Yazık ki sağlık için seferber olan sağlık emekçileri, sağlık hizmetinin yanında erzak dağıtmak; avukatlar hukuki destek sağlamanın yanında en temel ihtiyaçları karşılamak durumunda durumunda kalmıştır. Bölgedeki temel ihtiyaçların aciliyeti nedeniyle yardım dağıtmak önde bir iş gibi gözükse de, önümüzdeki daha kritik ihtiyaçlara odaklanmalı, bunlara yönelik çalışmaları organize etmeye başlamalıyız. Kentte su ve elektrik sorunu varsa mühendisler olaya el koymalıdır. Salgın kesin bir biçimde öngörülüyorsa doktorlar önleyici sağlık tedbirlerini örgütlemelidir. Avukatlar bir yandan deprem hukuku ile ilgili halkı bilgilendirirken bir yandan da işkence ve infazlara karşı kriz masaları kurmalıdır. Halihazırda kurulmuş olan afet koordinasyon merkezleri yaygınlaştırılmalı ve yardım da dahil tıbbi, teknik ve hukuki tüm alanlar bu merkezlerde oluşturulacak birimler tarafından örgütlenmelidir. İhtiyacımız olan, meslek örgütlerinin yardım dağıtması değil, uzmanlık alanlarında çalışmalar yürütmesidir. Bu sadece Antakya’nın değil, depremden etkilenen tüm illerin ihtiyacıdır.

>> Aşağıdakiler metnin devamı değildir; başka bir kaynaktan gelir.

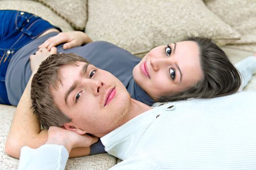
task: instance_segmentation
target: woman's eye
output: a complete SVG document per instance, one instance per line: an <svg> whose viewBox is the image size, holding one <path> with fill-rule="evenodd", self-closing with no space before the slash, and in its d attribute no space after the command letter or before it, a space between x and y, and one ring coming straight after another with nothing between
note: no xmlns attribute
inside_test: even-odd
<svg viewBox="0 0 256 170"><path fill-rule="evenodd" d="M78 93L77 95L77 96L76 96L76 102L78 102L78 100L79 100L79 98L80 98L80 97L81 96L81 92Z"/></svg>
<svg viewBox="0 0 256 170"><path fill-rule="evenodd" d="M93 71L91 72L91 73L90 73L90 76L89 76L90 79L91 79L93 77L96 72L96 70L93 70Z"/></svg>
<svg viewBox="0 0 256 170"><path fill-rule="evenodd" d="M173 80L175 79L176 74L175 70L172 68L170 68L170 76Z"/></svg>
<svg viewBox="0 0 256 170"><path fill-rule="evenodd" d="M171 54L172 54L172 48L169 46L169 45L167 45L167 47L165 48L165 52L168 57L171 55Z"/></svg>

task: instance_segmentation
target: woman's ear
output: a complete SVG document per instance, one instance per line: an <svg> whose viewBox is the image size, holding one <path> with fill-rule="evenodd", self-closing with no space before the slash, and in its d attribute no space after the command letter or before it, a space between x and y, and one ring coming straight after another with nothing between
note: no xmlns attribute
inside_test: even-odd
<svg viewBox="0 0 256 170"><path fill-rule="evenodd" d="M86 132L78 128L76 126L73 125L72 124L69 123L64 124L62 126L64 129L71 131L76 132L76 133L80 135L83 135L86 133Z"/></svg>

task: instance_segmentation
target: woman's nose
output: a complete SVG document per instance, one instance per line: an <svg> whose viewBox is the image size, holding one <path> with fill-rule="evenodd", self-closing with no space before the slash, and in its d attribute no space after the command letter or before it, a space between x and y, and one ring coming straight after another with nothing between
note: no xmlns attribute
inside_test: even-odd
<svg viewBox="0 0 256 170"><path fill-rule="evenodd" d="M155 71L158 71L161 67L166 65L168 62L168 59L164 58L156 57L150 60L150 64L153 69Z"/></svg>

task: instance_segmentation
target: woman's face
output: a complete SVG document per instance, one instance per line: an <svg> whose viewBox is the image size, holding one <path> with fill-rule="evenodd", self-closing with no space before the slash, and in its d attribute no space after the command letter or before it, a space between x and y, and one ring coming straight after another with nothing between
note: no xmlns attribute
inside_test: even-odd
<svg viewBox="0 0 256 170"><path fill-rule="evenodd" d="M199 47L181 41L151 50L134 68L136 83L156 100L183 91L203 77Z"/></svg>

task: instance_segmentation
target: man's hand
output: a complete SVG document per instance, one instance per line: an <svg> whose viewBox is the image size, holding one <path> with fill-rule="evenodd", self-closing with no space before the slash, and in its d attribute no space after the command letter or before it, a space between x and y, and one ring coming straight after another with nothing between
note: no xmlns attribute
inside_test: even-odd
<svg viewBox="0 0 256 170"><path fill-rule="evenodd" d="M42 48L40 51L36 51L35 55L31 55L29 58L30 60L30 67L32 72L36 71L39 67L40 64L51 54L56 54L57 52L57 49L56 47L52 48L50 51L45 48Z"/></svg>
<svg viewBox="0 0 256 170"><path fill-rule="evenodd" d="M84 33L80 31L72 31L60 33L57 35L47 39L38 48L39 50L45 48L48 51L50 51L53 47L65 43L63 45L63 49L66 50L92 42L92 39Z"/></svg>
<svg viewBox="0 0 256 170"><path fill-rule="evenodd" d="M45 144L63 145L69 153L73 148L90 146L98 139L98 137L80 135L75 132L55 126L50 127L48 135Z"/></svg>

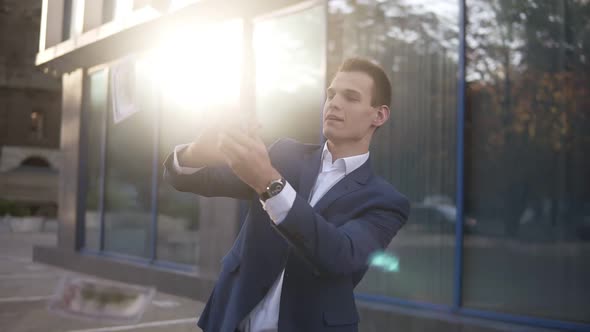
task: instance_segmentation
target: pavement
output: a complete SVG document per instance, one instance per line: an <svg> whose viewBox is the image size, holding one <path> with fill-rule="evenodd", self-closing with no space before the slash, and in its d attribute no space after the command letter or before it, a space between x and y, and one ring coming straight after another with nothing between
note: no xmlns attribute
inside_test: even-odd
<svg viewBox="0 0 590 332"><path fill-rule="evenodd" d="M79 275L32 261L34 245L55 245L54 231L12 233L0 225L0 332L199 332L198 315L205 304L156 292L140 322L108 324L66 318L47 309L57 283Z"/></svg>

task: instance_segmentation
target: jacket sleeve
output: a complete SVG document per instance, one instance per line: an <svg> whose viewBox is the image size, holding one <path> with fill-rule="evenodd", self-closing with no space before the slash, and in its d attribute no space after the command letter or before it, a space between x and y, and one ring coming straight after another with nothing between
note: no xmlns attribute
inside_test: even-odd
<svg viewBox="0 0 590 332"><path fill-rule="evenodd" d="M337 227L298 195L287 217L275 227L314 273L349 275L366 269L371 254L384 250L408 218L405 197L385 202L371 204L362 215Z"/></svg>

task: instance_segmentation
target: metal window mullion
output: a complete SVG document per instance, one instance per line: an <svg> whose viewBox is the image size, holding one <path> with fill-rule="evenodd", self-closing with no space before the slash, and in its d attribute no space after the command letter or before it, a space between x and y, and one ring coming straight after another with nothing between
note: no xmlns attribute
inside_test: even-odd
<svg viewBox="0 0 590 332"><path fill-rule="evenodd" d="M78 145L78 200L76 202L76 250L86 245L86 198L88 192L88 119L89 119L89 76L82 73L82 106L80 109L80 131Z"/></svg>
<svg viewBox="0 0 590 332"><path fill-rule="evenodd" d="M153 92L153 85L150 83L150 90ZM157 259L157 248L158 248L158 174L159 174L159 161L158 154L160 150L160 117L162 110L162 94L156 92L156 102L154 113L154 137L152 139L152 221L151 221L151 255L150 262L153 263Z"/></svg>
<svg viewBox="0 0 590 332"><path fill-rule="evenodd" d="M459 0L459 68L457 89L457 189L455 220L455 266L453 283L453 310L462 305L463 287L463 214L464 214L464 139L465 139L465 0Z"/></svg>
<svg viewBox="0 0 590 332"><path fill-rule="evenodd" d="M105 208L105 181L106 181L106 159L107 159L107 135L108 135L108 112L109 112L109 105L111 103L109 103L109 99L111 97L111 92L109 89L109 85L110 85L110 79L109 79L109 69L105 68L104 69L104 73L106 75L106 89L107 89L107 93L106 93L106 101L105 101L105 107L104 107L104 112L101 112L101 116L102 116L102 121L101 121L101 125L102 125L102 141L100 144L100 170L99 170L99 177L98 177L98 184L99 184L99 190L98 190L98 211L99 211L99 221L100 221L100 239L99 239L99 247L98 250L99 251L104 251L105 248L105 218L104 218L104 208Z"/></svg>

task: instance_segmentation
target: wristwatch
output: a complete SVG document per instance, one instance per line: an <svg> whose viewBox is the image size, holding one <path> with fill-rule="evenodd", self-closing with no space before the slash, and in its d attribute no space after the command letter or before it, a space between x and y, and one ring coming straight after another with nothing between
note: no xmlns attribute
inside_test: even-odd
<svg viewBox="0 0 590 332"><path fill-rule="evenodd" d="M286 184L287 181L283 178L270 181L268 186L266 186L266 190L260 194L260 200L265 202L267 199L278 195L285 188Z"/></svg>

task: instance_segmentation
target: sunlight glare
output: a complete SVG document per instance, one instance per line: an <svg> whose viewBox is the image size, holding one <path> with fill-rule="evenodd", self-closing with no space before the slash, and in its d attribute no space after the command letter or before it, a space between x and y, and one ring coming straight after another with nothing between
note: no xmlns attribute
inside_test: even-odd
<svg viewBox="0 0 590 332"><path fill-rule="evenodd" d="M150 72L163 98L180 109L238 107L241 29L239 21L207 29L179 26L164 35L140 66Z"/></svg>

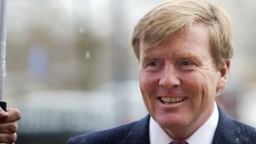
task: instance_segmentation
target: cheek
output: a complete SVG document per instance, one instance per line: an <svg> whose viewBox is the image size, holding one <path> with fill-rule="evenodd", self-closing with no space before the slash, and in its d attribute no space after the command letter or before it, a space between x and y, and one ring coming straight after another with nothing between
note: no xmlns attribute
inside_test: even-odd
<svg viewBox="0 0 256 144"><path fill-rule="evenodd" d="M195 81L199 85L198 85L199 91L201 93L201 99L203 101L207 101L209 99L214 99L216 95L216 89L217 87L217 81L215 76L215 73L212 71L208 71L205 69L196 69L194 76L197 78Z"/></svg>

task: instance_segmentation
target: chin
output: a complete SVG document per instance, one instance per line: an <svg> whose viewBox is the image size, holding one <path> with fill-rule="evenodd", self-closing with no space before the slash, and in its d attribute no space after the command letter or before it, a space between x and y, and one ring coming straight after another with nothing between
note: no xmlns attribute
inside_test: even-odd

Depremin yarattığı ilk şoku ve şaşkınlık halini artık geride bırakma zamanı gelmiştir. Bu enkazı sadece bir gün sonrasını düşünerek temizleyemeyiz. Bir ay, bir yıl sonra neyle karşılaşacağımız bugün ne yapacağımıza, nasıl tutum alacağımıza bağlıdır. Unutmayalım ki dert bizdeyse derman da bizdedir.